A suppositum's ability to occupy new spatiotemporal locations presumes that it has a potentiality to do so. To have a potentiality for a new state of existence--i.e. existing at location x and potentially existing at location y--requires a metaphysical explanation. There must be some determinable yet undetermined metaphysical part of the suppositum which allows it to take on new existences. This is what the scholastic calls prime matter. Any attempt to replace it with physical laws or space just misses the point because such a replacement presumes that beings have a potential to take on new existences in spacetime.

Why do we need prime matter though? We can understand the motions of material beings through certain physical laws which help us to predict their movements.
I'm not sure it would be presumptuous to stop at physical laws. If physical laws give us a description of material reality,  and its motion within spacetime,  then it seems superfluous to appeal to prime matter in such a case.

 
Posted by FrenchySkepticalCatholic
4/11/2018 4:49 am
#12

Rick wrote:

Why do we need prime matter though? We can understand the motions of material beings through certain physical laws which help us to predict their movements.
I'm not sure it would be presumptuous to stop at physical laws. If physical laws give us a description of material reality, and its motion within spacetime, then it seems superfluous to appeal to prime matter in such a case.

Adding "change" and "time" through "motion" to "matter" and "laws" is basically conceding that these laws alone aren't enough to explain change.

Last edited by FrenchySkepticalCatholic (4/11/2018 4:49 am)

 
Posted by RomanJoe
4/11/2018 4:21 pm
#13

Rick wrote:

If physical laws give us a description of material reality,  and its motion within spacetime,  then it seems superfluous to appeal to prime matter in such a case.

This is precisely my point--you say physical laws are descriptive of change. That is, they can describe how substantial change conducts itself via chemical reactions or subatomic rearrangement. But giving a description of particular instances of change cannot substitute an explanation of change as such.
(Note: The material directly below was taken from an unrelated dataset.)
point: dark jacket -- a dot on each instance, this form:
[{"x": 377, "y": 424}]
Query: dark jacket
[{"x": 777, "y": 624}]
That is the metaphysician's job, not the scientist's.

 
Posted by seigneur
4/12/2018 3:21 am
#14

Rick wrote:

I find it hard to believe that level-headed Thomists would deny current atomic theory, let alone the very existence of atomic particles. 

I think that level-headed theoretical physicists understand that QM denies the concept of atoms as tiny billiard balls.

QM is not contrary to scholastic views of matter, not even with the mystical/alchemical concept of four-five elements (earth, water, fire, air, ether).

Nobody denies the existence of atomic (nor sub-atomic) particles. The question is what those particles are or what they represent. Are they "tiny objects" or more like "subdivisions of a bigger whole"? Scholastics tend to prefer holism.

Here's one account how to reconcile Aristotelian potentiality with QM http://www.academia.edu/35229710/An_Aristotelian_Approach_to_Quantum_Mechanics
Another is Oderberg's Hylemorphic Dualism (longer).

I'm not in the hylemorphic camp myself, but I seriously don't see any contradiction between current physics and scholastic metaphysics. Physics and metaphysics are different domains to begin with, so they could contradict each other only at some putatively overlapping points.